The NVMe spec does not, but PCI does.

In case it wasn't clear from PATCH 1/2, this proposed callback is for a
function level reset. The PCI SR-IOV spec says all VF's implement FLR and
that this reset does not affect any other functions, from section 2.2.2:

   VFs must support Function Level Reset (FLR).

   Note: Software may use FLR to reset a VF. FLR to a VF affects a VF’s
   state but does not affect its existence in PCI Configuration Space or
   PCI Bus address space. The VFs BARn values (see Section 3.3.14) and
   VF MSE (see Section 3.3.3.4) in the PF’s SR-IOV extended capability
   are unaffected by FLRs issued to the VF.

Further, an NVMe subsystem reset is not the same as a controller or
function level reset. I have not proposed doing a subsytem reset here.

Since this is a call-back invoked from an FLR that happens outside the
driver whether the driver wants it to happen or not, it's better the
driver is aware and prepared that this occured rather than not knowing
and left to wonder why the heck the controller stopped responding.
Learner Study April 22, 2014, 3 p.m. UTC | #8
Thanks for the clarification that the patch is for FLR, and not NVMe
subsystem Reset event.
Any thoughts on how NVMe subsystem Reset would be handled in future?

Thanks!

On Tue, Apr 22, 2014 at 7:22 AM, Keith Busch <keith.busch@intel.com> wrote:
> On Mon, 21 Apr 2014, Mayes, Barrett N wrote:
>>
>> Section 8.5 of the NVMe 1.1 spec contains the following:  "While the
>> details
>> associated with implementing a controller that supports SR-IOV are outside
>> the scope of this specification, such a controller shall implement fully
>> compliant NVM Express Virtual Functions (VFs).

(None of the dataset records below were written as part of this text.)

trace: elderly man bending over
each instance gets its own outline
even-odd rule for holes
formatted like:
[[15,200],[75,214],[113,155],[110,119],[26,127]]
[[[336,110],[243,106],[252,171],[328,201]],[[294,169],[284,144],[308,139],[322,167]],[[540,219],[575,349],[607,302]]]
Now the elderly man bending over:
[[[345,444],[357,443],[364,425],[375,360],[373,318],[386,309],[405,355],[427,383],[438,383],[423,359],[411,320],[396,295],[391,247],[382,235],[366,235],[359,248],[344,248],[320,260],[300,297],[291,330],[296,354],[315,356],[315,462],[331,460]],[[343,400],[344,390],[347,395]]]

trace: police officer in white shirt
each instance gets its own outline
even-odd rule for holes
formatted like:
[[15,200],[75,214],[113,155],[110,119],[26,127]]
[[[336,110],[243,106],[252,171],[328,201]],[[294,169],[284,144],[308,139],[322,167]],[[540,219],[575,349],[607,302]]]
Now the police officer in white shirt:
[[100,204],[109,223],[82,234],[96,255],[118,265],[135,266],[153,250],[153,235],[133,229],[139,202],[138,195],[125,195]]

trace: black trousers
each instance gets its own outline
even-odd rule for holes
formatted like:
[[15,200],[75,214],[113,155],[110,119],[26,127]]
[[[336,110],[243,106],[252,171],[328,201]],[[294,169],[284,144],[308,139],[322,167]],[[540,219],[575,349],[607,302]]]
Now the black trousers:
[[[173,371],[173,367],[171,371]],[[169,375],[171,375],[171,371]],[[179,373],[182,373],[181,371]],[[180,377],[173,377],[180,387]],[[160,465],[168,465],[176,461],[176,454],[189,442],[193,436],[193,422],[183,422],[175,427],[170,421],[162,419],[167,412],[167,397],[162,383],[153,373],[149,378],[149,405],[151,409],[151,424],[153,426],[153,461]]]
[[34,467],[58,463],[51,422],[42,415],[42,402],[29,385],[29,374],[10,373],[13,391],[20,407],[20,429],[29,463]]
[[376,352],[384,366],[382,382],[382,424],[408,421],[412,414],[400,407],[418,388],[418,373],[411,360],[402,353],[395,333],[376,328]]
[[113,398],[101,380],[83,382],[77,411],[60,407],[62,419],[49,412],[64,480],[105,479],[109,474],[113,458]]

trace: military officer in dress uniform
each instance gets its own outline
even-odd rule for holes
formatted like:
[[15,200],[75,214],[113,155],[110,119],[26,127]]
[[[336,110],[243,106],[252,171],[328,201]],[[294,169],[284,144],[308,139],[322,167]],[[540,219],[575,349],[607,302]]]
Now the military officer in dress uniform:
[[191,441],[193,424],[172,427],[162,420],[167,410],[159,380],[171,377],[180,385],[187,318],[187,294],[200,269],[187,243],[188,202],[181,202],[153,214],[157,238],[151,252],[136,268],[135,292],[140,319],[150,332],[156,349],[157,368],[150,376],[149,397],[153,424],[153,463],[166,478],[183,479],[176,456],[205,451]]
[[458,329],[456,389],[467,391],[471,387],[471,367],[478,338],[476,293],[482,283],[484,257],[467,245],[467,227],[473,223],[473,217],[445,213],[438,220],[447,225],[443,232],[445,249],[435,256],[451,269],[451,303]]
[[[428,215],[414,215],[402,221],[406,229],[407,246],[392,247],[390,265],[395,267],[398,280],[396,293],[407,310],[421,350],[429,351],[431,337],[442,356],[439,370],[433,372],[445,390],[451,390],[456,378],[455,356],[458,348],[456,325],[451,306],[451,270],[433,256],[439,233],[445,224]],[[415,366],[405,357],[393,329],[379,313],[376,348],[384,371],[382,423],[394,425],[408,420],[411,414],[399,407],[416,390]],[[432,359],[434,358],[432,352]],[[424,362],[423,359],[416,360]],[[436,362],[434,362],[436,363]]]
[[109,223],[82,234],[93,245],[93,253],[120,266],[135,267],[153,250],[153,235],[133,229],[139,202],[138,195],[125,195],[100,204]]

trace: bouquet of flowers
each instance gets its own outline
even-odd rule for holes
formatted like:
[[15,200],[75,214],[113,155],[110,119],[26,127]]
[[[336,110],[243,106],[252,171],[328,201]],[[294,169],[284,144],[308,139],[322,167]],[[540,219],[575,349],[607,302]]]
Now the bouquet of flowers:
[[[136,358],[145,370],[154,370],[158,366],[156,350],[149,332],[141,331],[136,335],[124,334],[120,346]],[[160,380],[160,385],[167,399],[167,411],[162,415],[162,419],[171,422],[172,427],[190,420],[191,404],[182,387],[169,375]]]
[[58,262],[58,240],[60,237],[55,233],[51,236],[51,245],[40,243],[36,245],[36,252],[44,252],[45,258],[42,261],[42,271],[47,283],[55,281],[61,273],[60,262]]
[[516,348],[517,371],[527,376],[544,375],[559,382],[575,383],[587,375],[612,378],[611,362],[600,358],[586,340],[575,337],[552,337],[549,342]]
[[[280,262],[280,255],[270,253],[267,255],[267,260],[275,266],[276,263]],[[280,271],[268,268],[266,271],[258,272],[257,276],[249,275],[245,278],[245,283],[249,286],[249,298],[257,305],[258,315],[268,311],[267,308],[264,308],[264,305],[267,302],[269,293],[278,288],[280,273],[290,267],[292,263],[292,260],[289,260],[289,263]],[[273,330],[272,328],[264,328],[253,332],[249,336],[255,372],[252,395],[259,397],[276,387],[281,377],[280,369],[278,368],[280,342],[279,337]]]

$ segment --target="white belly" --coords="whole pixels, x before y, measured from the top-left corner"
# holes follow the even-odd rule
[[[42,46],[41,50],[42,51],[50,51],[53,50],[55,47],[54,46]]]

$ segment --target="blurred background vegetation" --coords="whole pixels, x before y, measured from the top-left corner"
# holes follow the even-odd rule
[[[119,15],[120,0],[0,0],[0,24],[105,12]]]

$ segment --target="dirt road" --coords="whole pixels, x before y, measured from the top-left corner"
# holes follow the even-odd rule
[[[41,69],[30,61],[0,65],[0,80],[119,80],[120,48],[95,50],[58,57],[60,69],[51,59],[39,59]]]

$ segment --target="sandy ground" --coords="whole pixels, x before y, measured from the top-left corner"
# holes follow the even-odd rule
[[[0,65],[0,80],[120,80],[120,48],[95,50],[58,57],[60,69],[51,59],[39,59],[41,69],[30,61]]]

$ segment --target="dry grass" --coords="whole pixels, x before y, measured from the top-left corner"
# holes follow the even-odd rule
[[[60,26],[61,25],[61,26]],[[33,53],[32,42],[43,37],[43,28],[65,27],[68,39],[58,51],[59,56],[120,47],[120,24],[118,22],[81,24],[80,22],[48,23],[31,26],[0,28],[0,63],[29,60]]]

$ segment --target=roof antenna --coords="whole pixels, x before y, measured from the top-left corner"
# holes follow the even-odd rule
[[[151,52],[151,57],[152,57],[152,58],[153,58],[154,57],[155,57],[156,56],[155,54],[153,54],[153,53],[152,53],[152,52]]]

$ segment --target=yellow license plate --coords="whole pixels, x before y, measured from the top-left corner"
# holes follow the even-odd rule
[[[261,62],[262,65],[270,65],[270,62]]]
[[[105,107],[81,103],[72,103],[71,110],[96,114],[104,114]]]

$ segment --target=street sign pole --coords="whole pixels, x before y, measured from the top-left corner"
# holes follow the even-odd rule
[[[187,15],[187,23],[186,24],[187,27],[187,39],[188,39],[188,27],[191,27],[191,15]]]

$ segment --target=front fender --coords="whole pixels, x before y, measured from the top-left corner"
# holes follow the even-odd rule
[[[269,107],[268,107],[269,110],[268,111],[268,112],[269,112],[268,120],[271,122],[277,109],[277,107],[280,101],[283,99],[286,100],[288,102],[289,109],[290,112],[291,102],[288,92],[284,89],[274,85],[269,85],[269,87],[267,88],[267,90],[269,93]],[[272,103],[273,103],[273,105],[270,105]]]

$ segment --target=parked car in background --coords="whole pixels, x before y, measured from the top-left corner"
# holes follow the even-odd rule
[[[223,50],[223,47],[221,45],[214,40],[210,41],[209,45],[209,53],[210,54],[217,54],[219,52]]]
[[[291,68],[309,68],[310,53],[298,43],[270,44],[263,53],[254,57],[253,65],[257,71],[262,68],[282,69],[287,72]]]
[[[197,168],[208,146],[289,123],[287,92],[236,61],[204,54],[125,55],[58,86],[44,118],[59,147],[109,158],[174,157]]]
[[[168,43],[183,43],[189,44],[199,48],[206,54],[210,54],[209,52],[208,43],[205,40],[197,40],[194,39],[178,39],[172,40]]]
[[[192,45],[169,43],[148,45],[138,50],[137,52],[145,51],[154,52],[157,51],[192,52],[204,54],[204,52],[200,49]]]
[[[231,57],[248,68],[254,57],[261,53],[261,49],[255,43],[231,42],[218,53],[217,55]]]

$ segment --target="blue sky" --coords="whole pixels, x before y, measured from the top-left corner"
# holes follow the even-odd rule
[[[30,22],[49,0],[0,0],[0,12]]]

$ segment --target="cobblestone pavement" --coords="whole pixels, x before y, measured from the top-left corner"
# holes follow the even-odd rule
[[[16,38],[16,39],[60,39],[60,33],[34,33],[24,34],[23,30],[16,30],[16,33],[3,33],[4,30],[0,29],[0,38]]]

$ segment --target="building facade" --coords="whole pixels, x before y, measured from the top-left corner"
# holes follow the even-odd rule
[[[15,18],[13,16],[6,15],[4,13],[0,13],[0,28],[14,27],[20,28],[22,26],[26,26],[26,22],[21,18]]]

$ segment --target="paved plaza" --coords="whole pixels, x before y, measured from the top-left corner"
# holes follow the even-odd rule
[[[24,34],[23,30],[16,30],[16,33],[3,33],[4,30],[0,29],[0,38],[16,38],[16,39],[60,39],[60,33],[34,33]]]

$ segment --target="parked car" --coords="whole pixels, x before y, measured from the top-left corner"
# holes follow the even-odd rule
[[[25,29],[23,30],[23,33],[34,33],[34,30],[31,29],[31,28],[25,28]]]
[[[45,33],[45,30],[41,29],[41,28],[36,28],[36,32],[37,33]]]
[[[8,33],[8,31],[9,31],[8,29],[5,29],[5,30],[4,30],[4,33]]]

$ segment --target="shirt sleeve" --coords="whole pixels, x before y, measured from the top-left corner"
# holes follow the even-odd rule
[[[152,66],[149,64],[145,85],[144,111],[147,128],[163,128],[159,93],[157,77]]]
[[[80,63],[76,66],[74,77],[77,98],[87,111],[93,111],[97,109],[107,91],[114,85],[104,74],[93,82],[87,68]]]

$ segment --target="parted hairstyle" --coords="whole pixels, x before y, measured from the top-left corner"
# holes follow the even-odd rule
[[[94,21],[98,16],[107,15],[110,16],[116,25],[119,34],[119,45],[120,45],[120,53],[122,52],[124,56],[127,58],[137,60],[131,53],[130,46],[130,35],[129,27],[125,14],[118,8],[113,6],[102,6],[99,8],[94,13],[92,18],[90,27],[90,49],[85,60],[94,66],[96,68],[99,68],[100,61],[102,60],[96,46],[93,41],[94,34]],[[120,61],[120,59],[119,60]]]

This ensures that the same
>> host software developed for non-virtualized environments is capable of
>> running unmodified within an SI. No such requirement exists for the
>> Physical
>> Function (PF)."
>>
>> If a VF is a fully NVMe compliant device then it must at least act like it
>> implements NVMe subsystem reset.  How the SR-IOV-capable controller
>> actually
>> implements this is left up to the vendor.  But the spec does not require
>> that
>> a reset of one VF initiate a reset of other VF.
>
>
> The NVMe spec does not, but PCI does.
>
> In case it wasn't clear from PATCH 1/2, this proposed callback is for a
> function level reset. The PCI SR-IOV spec says all VF's implement FLR and
> that this reset does not affect any other functions, from section 2.2.2:
>
>   VFs must support Function Level Reset (FLR).
>
>   Note: Software may use FLR to reset a VF. FLR to a VF affects a VF’s
>   state but does not affect its existence in PCI Configuration Space or
>   PCI Bus address space. The VFs BARn values (see Section 3.3.14) and
>   VF MSE (see Section 3.3.3.4) in the PF’s SR-IOV extended capability
>   are unaffected by FLRs issued to the VF.
>
> Further, an NVMe subsystem reset is not the same as a controller or
> function level reset. I have not proposed doing a subsytem reset here.
>
> Since this is a call-back invoked from an FLR that happens outside the
> driver whether the driver wants it to happen or not, it's better the
> driver is aware and prepared that this occured rather than not knowing
> and left to wonder why the heck the controller stopped responding.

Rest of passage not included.